Remote MCP Server
Remote MCP Servers and how to create them.
As an administrator, you can add a Remote MCP Server to your workspace. To do so, go to the Tools section of the Knowledge Tab. Here, you'll find an Add Tool button.
Clicking this Add Tool button will open a list of Dust-built MCP Servers, and a button to add some Remote MCP Servers.

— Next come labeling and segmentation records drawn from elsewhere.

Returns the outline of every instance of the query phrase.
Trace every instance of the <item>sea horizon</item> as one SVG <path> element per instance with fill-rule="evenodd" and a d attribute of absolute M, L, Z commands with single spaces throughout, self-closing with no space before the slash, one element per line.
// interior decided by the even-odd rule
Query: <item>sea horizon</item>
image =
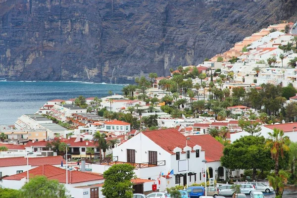
<path fill-rule="evenodd" d="M 80 81 L 0 81 L 0 125 L 12 125 L 24 114 L 36 113 L 47 101 L 79 96 L 102 98 L 110 90 L 121 94 L 123 85 Z"/>

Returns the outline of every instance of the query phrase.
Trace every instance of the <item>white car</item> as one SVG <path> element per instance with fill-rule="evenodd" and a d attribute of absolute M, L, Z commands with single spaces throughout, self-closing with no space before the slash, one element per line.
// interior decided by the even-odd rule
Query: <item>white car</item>
<path fill-rule="evenodd" d="M 267 186 L 262 183 L 248 182 L 247 184 L 254 185 L 257 191 L 261 191 L 262 192 L 269 193 L 274 191 L 273 188 L 271 187 L 271 186 Z"/>
<path fill-rule="evenodd" d="M 147 196 L 147 198 L 169 198 L 167 196 L 165 193 L 163 192 L 156 192 L 152 193 Z"/>

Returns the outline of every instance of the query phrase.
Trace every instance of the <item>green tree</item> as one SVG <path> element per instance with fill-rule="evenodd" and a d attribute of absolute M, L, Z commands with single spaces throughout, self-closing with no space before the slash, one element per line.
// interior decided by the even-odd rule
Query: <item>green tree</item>
<path fill-rule="evenodd" d="M 233 184 L 231 186 L 231 189 L 233 191 L 233 194 L 236 196 L 236 198 L 238 197 L 238 194 L 241 193 L 241 186 L 239 184 Z M 233 198 L 234 198 L 234 197 Z"/>
<path fill-rule="evenodd" d="M 8 148 L 6 147 L 0 147 L 0 151 L 8 151 Z"/>
<path fill-rule="evenodd" d="M 293 87 L 292 83 L 290 83 L 287 87 L 282 88 L 282 97 L 286 98 L 287 99 L 289 99 L 290 98 L 295 96 L 297 93 L 297 90 Z"/>
<path fill-rule="evenodd" d="M 280 59 L 282 60 L 282 67 L 283 67 L 284 65 L 283 65 L 283 60 L 284 60 L 284 58 L 285 58 L 285 55 L 283 53 L 281 53 L 279 57 Z"/>
<path fill-rule="evenodd" d="M 269 185 L 275 191 L 276 198 L 281 198 L 285 190 L 285 185 L 288 182 L 289 175 L 283 170 L 281 170 L 277 175 L 269 175 L 268 177 Z"/>
<path fill-rule="evenodd" d="M 29 182 L 20 190 L 22 198 L 69 198 L 66 187 L 57 180 L 49 180 L 45 176 L 30 178 Z"/>
<path fill-rule="evenodd" d="M 266 142 L 266 147 L 270 148 L 271 157 L 274 159 L 274 172 L 276 176 L 279 176 L 280 157 L 284 158 L 284 152 L 290 150 L 289 145 L 290 141 L 288 136 L 285 136 L 282 130 L 274 128 L 272 133 L 268 132 L 269 138 Z M 277 191 L 279 189 L 275 189 L 275 194 L 279 195 Z"/>
<path fill-rule="evenodd" d="M 225 147 L 221 163 L 231 169 L 253 169 L 253 179 L 257 169 L 270 171 L 274 164 L 265 138 L 251 136 L 243 137 Z"/>
<path fill-rule="evenodd" d="M 177 190 L 173 190 L 169 192 L 170 194 L 170 197 L 173 198 L 182 198 L 181 193 Z"/>
<path fill-rule="evenodd" d="M 224 58 L 222 57 L 218 57 L 217 59 L 217 62 L 223 62 L 224 61 Z"/>
<path fill-rule="evenodd" d="M 114 165 L 103 173 L 102 194 L 106 198 L 131 198 L 134 167 L 130 164 Z"/>
<path fill-rule="evenodd" d="M 75 99 L 74 104 L 82 108 L 86 108 L 87 107 L 86 98 L 82 96 L 79 96 Z"/>
<path fill-rule="evenodd" d="M 2 189 L 0 186 L 0 198 L 16 198 L 19 197 L 19 194 L 17 190 Z"/>
<path fill-rule="evenodd" d="M 7 138 L 7 136 L 5 135 L 4 133 L 1 133 L 0 134 L 0 140 L 1 142 L 4 141 L 4 140 L 6 139 Z"/>

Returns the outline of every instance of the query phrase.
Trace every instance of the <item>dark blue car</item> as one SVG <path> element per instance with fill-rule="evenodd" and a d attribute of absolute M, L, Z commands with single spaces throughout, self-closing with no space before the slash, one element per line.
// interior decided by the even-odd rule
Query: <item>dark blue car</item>
<path fill-rule="evenodd" d="M 198 198 L 205 194 L 204 187 L 202 186 L 191 186 L 186 190 L 189 193 L 191 198 Z"/>

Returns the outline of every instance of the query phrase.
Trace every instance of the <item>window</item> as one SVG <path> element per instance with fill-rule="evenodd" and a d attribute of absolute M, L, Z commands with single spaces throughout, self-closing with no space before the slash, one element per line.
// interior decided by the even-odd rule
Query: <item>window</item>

The interface to add an MCP server
Remote MCP Servers are not managed by Dust, which means that you can use any MCP Server available on the internet. Plenty of MCP providers exists out there and are usable out of the box with Dust.
Some providers handle authentication themselves, by authenticating the server with one account. This means that using them in Dust will do all the calls with the account authenticated to the server. One way to circumvent it is to create one server per person, and to add them to some restricted spaces. This way, the authentication for a person will only be usable inside their own restricted space.
You can also create a MCP Server yourself and plug it directly into Dust.
On the click of the Add MCP Server button, you'll only have to enter your server's URL, and after a quick synchronization, your server will be created and ready to be added, as a toolset, to your agents.
Customize your Remote MCP Server.
Servers are customizable. You can change their name, and their description. Those are not exposed to the model and are only for UI/UX purposes, to help member of your workspaces distinguish the toolsets they have access to.
MCP Servers can give a lot of different capabilities to your agents, and we feel like your users needs to realize what is happening under the hood. That's why we implemented a "Stake" level for every tool, of each toolset. Two levels exists :
- The "High" stake, meaning that the tool may update data or send information. This is the default stake.
- The "Low" stake, meaning that the tool will only retrieve data or generate content.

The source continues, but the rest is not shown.